I don’t know how you guys can take it. One day congradulating soldiers on their fine efforts, next day reducing veteran pensions.

But this armour incident just takes the cake. The guy deserves a medal and a bonus FFS not a bill.

I bet if you did a survey, 98.5% of Americans would say that is just completely WRONG. Who the heck are the 1.5% who think it is right that are letting this happen?

Is there ANYONE reading this forum that thinks the soldier should pay for this?

Why does he have to repay something that our tax dollars supposidly have already paid for?

Typical bureaucratic bullshit.

[quote]PGA200X wrote:
Why does he have to repay something that our tax dollars supposidly have already paid for?[/quote]

The idea is to discourage guys from stealing this stuff and selling it.

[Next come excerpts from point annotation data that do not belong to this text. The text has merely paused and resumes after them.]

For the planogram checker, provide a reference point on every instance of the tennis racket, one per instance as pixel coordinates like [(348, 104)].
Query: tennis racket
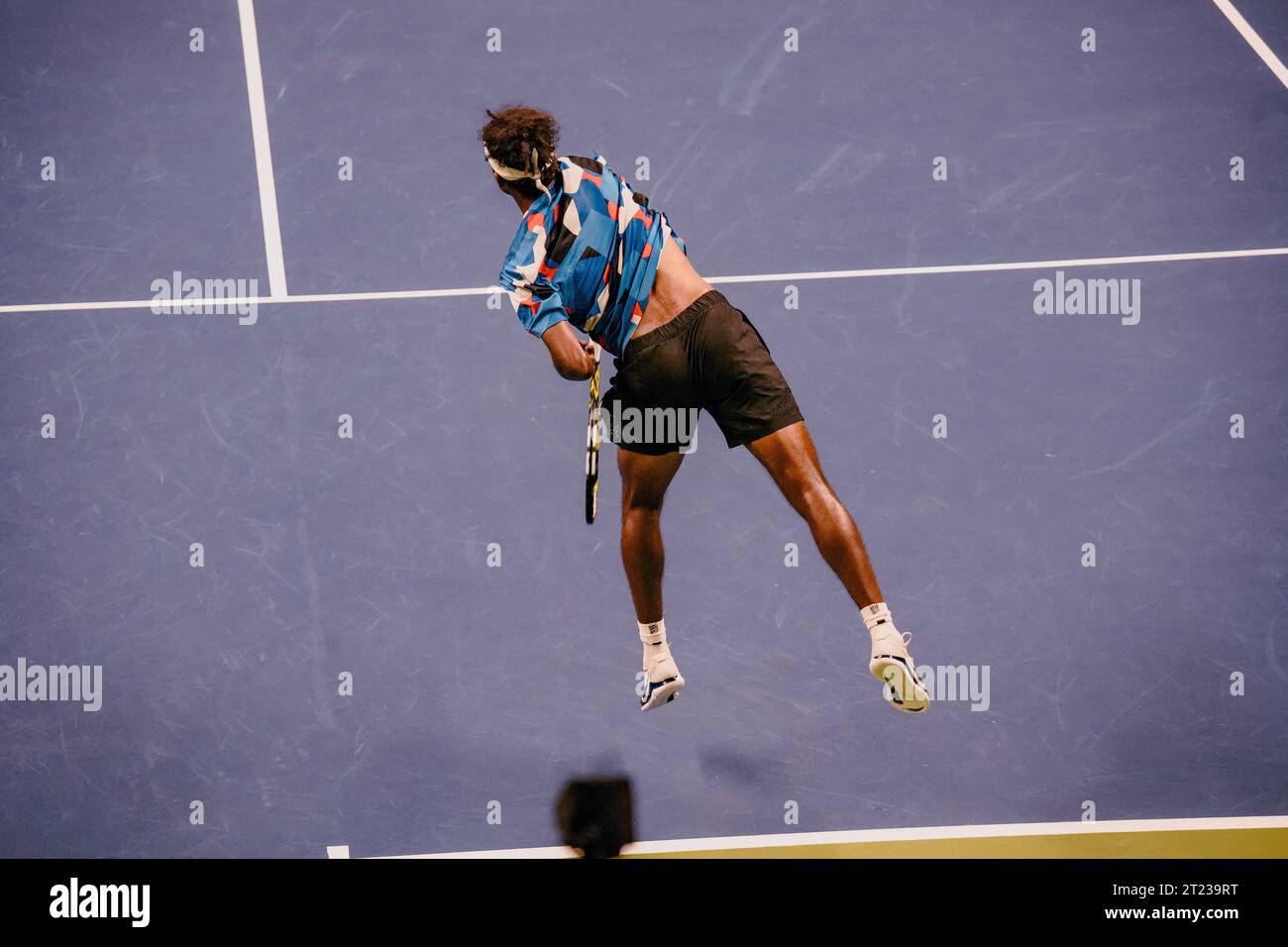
[(592, 446)]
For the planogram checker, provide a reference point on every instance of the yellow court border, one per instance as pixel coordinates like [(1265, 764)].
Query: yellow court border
[(1243, 836)]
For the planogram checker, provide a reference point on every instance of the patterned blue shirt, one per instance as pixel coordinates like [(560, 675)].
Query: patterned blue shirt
[(588, 253)]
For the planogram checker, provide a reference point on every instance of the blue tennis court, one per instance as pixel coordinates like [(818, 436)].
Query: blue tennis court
[(325, 547)]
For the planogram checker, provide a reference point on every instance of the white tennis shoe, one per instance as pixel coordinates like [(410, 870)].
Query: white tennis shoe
[(662, 682), (893, 665)]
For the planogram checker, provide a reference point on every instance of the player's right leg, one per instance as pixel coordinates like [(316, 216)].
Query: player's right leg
[(644, 480)]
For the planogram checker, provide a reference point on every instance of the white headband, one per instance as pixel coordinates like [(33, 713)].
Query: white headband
[(515, 174)]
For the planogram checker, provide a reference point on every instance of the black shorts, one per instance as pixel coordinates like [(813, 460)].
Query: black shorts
[(708, 357)]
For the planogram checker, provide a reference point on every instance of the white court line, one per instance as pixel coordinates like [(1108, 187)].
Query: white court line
[(867, 835), (1266, 54), (263, 155), (715, 279)]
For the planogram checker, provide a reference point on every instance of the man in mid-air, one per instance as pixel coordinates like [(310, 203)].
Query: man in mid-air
[(590, 254)]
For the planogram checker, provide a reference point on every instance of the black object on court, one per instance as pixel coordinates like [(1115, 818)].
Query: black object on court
[(596, 815)]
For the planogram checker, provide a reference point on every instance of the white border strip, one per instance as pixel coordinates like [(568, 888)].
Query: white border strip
[(715, 279), (263, 155), (1247, 33), (868, 835)]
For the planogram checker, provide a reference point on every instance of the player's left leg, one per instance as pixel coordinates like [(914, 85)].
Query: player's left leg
[(644, 480), (790, 458)]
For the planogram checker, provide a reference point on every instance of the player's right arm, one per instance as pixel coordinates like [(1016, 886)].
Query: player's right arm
[(527, 278), (574, 359)]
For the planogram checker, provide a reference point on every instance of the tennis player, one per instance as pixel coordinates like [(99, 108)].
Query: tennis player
[(590, 254)]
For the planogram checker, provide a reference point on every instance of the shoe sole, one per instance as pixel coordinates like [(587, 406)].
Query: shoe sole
[(912, 694), (664, 693)]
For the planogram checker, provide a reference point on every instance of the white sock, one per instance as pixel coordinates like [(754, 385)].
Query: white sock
[(877, 616), (653, 634)]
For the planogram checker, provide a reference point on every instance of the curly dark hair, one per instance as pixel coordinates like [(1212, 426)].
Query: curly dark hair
[(513, 133)]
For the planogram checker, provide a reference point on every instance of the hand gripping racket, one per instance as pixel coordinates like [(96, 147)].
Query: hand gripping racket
[(592, 446)]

Making someone responsible is a good idea but some asshole paperpusher takes it too far.

[quote]Zap Branigan wrote:

The idea is to discourage guys from stealing this stuff and selling it.

Making someone responsible is a good idea but some asshole paperpusher takes it too far.[/quote]

Well it is important to stop people stealing stuff but there should be in place an automatic system to cover anyone who is injured especially if they cannot hang around for the paperwork.

And some of the other gear sounds a bit of a crappy deal.

[quote]Magarhe wrote:
Well it is important to stop people stealing stuff but there should be in place an automatic system to cover anyone who is injured especially if they cannot hang around for the paperwork.

And some of the other gear sounds a bit of a crappy deal.
[/quote]

Magarhe, yeah, it’d be nice to impregnate everything with RFID and built in sensors, so when when your boot soles wore down too much, they’d order you a new pair next time you walked on base, too.

You can have stuff stolen, the perps caught and sent to trial by civillian cops, and you’re still going to have to pay for it. Them’s the rules.

As bad as the system is, it’s something that has to be lived with. It’s a people intensive process, and always will be, given the nature of the organization and environment. The more people are involved in any given process, the more controls have to be instituted to avoid material risk (ie, paperwork).

This is what bureaucracy and government does, so everyone keep voting for more, mkay?